I blinked politely and bit into one. It was filled with loads of gooey, blackish grape jelly that blurted out over the sides of my mouth. "Good, good," I mumbled. "By the way, you haven't told me yet what you think of my project."

Meanwhile he had forgotten about the smoked trout. "Too late. Well, just try a little taste, Marley. I only took a couple out of the deep freeze, but I'll get out more if you think you want a snack after breakfast."

"Yeah."

"Where was I? The Starlight Ballroom. Well, when the neighbors took up in arms about the place, I turned it into a turkey ranch. Dolger's White Mountain Turkeys. Hah! The neighbors were even less happy about that, but they couldn't do a thing—they had made sure the neighborhood was zoned for livestock. They were thinking about their horses, I guess. Ever see a turkey make love?"

"No," I said.

"Or a hen straining to lay an egg that won't come out?"

"No."

"Ever cook up a bird, and when you open it there are hundreds of little turkey embryos, some in an egg and others getting smaller and smaller until the last one is tinier than a pearl?"

"No."

"All of this is leading up, I guess, to how I'm thinking about becoming a Catholic. I lived my life by biting into it like you would a person's arm. The neighbors should have complained less about the Starlight Ballroom; you should have heard them squeal about the farm. It was one of the finest turkey operations around. None of this chemical stuff; my birds were happy. I didn't make much money, though. Take your average Thanksgiving bird, for example—ten, twelve pounds. What family needs or wants a fifty-pound bird?"

"Maybe a large family," I said.

"Nope," Chuck said. "Don't have a large enough oven. But my problem was, I had a lot of other projects going—I started a magazine publishing dynasty, and got out at the right time, and made a real killing—and I lost interest in the whole bird endeavor. I could have been Frank Perdue today. Maybe not, though. The reason those birds got so big was that I hated to kill them off. The only kind act in my life as a young man. I let the birds live until they turned mean and sour and had to be ground up into turkey roll for the U.S. Army."

I was thinking about my stomach, a tender instrument. I could feel it down there at the bottom of my esophagus, like a woman's glove stuffed with snails and lye. "That's terrible," I said.

"I've always been a farmer at heart, though you wouldn't think of it to look at me. Got kicked out of prep school for raising ducks in the dorm room."

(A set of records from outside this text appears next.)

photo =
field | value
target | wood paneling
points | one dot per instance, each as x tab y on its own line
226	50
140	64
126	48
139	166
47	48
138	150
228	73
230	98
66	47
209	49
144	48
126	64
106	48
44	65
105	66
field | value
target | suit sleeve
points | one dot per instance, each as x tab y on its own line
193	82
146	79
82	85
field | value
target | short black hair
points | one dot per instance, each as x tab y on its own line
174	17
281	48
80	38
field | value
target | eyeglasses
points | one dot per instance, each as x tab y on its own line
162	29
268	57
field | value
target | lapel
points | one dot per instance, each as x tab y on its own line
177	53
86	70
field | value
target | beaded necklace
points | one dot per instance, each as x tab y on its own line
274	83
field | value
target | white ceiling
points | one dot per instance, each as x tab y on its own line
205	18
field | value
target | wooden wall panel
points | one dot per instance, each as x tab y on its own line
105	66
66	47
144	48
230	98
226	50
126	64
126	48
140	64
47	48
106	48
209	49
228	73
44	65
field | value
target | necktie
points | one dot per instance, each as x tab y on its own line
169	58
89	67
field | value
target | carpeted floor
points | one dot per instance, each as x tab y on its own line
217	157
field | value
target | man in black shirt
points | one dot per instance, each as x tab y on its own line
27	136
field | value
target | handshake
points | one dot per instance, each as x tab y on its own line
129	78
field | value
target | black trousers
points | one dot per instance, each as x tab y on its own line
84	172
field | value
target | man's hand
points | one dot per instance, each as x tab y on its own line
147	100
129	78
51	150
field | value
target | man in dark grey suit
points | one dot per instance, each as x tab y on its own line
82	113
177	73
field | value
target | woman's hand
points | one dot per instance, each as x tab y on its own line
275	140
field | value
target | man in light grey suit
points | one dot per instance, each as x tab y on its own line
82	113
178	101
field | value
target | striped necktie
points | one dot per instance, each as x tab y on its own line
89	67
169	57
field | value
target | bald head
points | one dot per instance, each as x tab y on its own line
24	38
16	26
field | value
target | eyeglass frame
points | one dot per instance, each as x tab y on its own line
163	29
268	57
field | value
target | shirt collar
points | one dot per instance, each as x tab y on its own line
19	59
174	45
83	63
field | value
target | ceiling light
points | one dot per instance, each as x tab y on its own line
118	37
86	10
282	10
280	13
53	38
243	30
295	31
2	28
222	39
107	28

"Don't pay Chuck too much attention," Ginger said, wandering into the kitchen and pouring herself a cup of coffee. "We should all be so lucky as to be the kind of self-made man that Chuck is."

"These are men talking, Ginger," Chuck said.

"I'm going, I'm going," Ginger said. "Marley, you haven't been telling Chuck about your project, have you? Why don't you let him buy a couple of your paintings before you start in on him." She left the room, but not before shooting me an expression—I could see what Chuck meant, she was a nervous little thing, with those concentration-camp eyes popping out of a rich American face.